High-Scoring Interaction Patterns High-scoring interaction patterns were clusters of behaviors where the average quiz score is 65% or higher. Participants in these clusters used AI both for code generation, conceptual queries or a combination of the two.

• Generation-Then-Comprehension (n=2): Participants in this group first generated code and then manually copied or pasted the code into their work. After their code was generated, they then asked the AI assistant follow-up questions to improve understanding. These participants were not particularly fast when using AI, but demonstrated a high level of understanding on the quiz. Importantly, this approach looks nearly the same as the AI delegation group, but additionally uses AI to check their own understanding.

• Hybrid Code-Explanation (n=3): Participants in this group composed hybrid queries in which they asked for code generation along with explanations of the generated code. Reading and understanding the explanations they asked for took more time.

• Conceptual Inquiry (n=7): Participants in this group only asked conceptual questions and relied on their improved understanding to complete the task. Although this group encountered many errors, they also independently resolved these errors. On average, this mode was the fastest among high-scoring patterns and second fastest overall after the AI Delegation mode.

Our main finding is that using AI to complete tasks that require a new skill (i.e., knowledge of a new Python library) reduces skill formation. In a randomized controlled trial, participants were assigned to the treatment condition (using an AI assistant, web search, and instructions) or the control condition (completing tasks with web search and instructions alone). The erosion of conceptual understanding, code reading, and debugging skills that we measured among participants using AI assistance suggests that workers acquiring new skills should be mindful of their reliance on AI during the learning process. Among participants who use AI, we find a stark divide in skill formation outcomes between high-scoring interaction patterns (65%-86% quiz score) vs low-scoring interaction patterns (24%-39% quiz score). The high scorers only asked AI conceptual questions instead of code generation or asked for explanations to accompany generated code; these usage patterns demonstrate a high level of cognitive engagement.

Contrary to our initial hypothesis, we did not observe a significant performance boost in task completion in our main study. While using AI improved the average completion time of the task, the improvement in efficiency was not significant in our study, despite the AI Assistant being able to generate the complete code solution when prompted. Our qualitative analysis reveals that our finding is largely due to the heterogeneity in how participants decide to use AI during the task. There is a group of participants who relied on AI to generate all the code and never asked conceptual questions or for explanations. This group finished much faster than the control group (19.5 minutes vs 23 minutes), but this group only accounted for around 20% of the participants in the treatment group. Other participants in the AI group who asked a large number of queries (e.g., 15 queries), spent a long time composing queries (e.g., 10 minutes), or asked for follow-up explanations, raised the average task completion time.

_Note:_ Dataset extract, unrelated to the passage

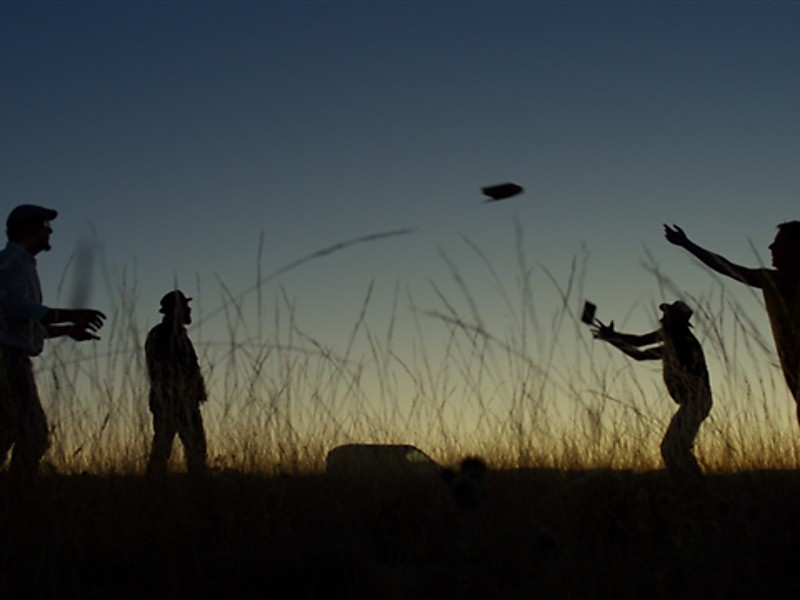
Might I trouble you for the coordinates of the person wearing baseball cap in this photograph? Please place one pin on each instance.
(686, 378)
(177, 388)
(25, 322)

These contrasting patterns of AI usage suggest that accomplishing a task with new knowledge or skills does not necessarily lead to the same productive gains as tasks that require only existing knowledge.

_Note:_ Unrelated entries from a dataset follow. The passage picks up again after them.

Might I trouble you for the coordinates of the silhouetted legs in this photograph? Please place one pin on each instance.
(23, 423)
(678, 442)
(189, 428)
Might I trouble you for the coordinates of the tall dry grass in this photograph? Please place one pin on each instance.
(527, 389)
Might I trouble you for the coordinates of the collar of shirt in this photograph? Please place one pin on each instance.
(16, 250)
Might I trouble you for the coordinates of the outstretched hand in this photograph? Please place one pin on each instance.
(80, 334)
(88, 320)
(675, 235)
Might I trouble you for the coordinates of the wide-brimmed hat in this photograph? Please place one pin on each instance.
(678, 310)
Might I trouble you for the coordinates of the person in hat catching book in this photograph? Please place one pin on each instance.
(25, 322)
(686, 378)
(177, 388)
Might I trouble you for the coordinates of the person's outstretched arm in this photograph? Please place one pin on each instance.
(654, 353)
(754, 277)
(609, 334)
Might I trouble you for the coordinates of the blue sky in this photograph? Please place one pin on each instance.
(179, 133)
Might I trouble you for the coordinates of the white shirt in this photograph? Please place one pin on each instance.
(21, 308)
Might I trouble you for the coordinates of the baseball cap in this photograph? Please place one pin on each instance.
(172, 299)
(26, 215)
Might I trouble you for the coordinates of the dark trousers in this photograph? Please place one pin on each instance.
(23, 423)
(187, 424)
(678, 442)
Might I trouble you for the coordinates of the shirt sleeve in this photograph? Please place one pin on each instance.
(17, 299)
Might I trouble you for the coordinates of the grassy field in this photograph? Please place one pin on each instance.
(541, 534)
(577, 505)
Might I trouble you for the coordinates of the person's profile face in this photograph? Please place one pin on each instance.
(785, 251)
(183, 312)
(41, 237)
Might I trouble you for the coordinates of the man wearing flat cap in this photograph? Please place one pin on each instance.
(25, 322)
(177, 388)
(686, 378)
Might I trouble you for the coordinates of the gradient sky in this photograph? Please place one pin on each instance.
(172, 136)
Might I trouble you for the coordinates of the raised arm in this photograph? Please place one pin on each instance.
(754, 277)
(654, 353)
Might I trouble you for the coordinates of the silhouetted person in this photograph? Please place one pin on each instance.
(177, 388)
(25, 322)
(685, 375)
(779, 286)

Together, our results suggest that the aggressive incorporation of AI into the workplace can have negative impacts on the professional development workers if they do not remain cognitatively engaged. Given time constraints and organizational pressures, junior developers or other professionals may rely on AI to complete tasks as fast as possible at the cost of real skill development. Furthermore, we found that the biggest difference in test scores is between the debugging questions. This suggests that as companies transition to more AI code writing with human supervision, humans may not possess the necessary skills to validate and debug AI-written code if their skill formation was inhibited by using AI in the first place.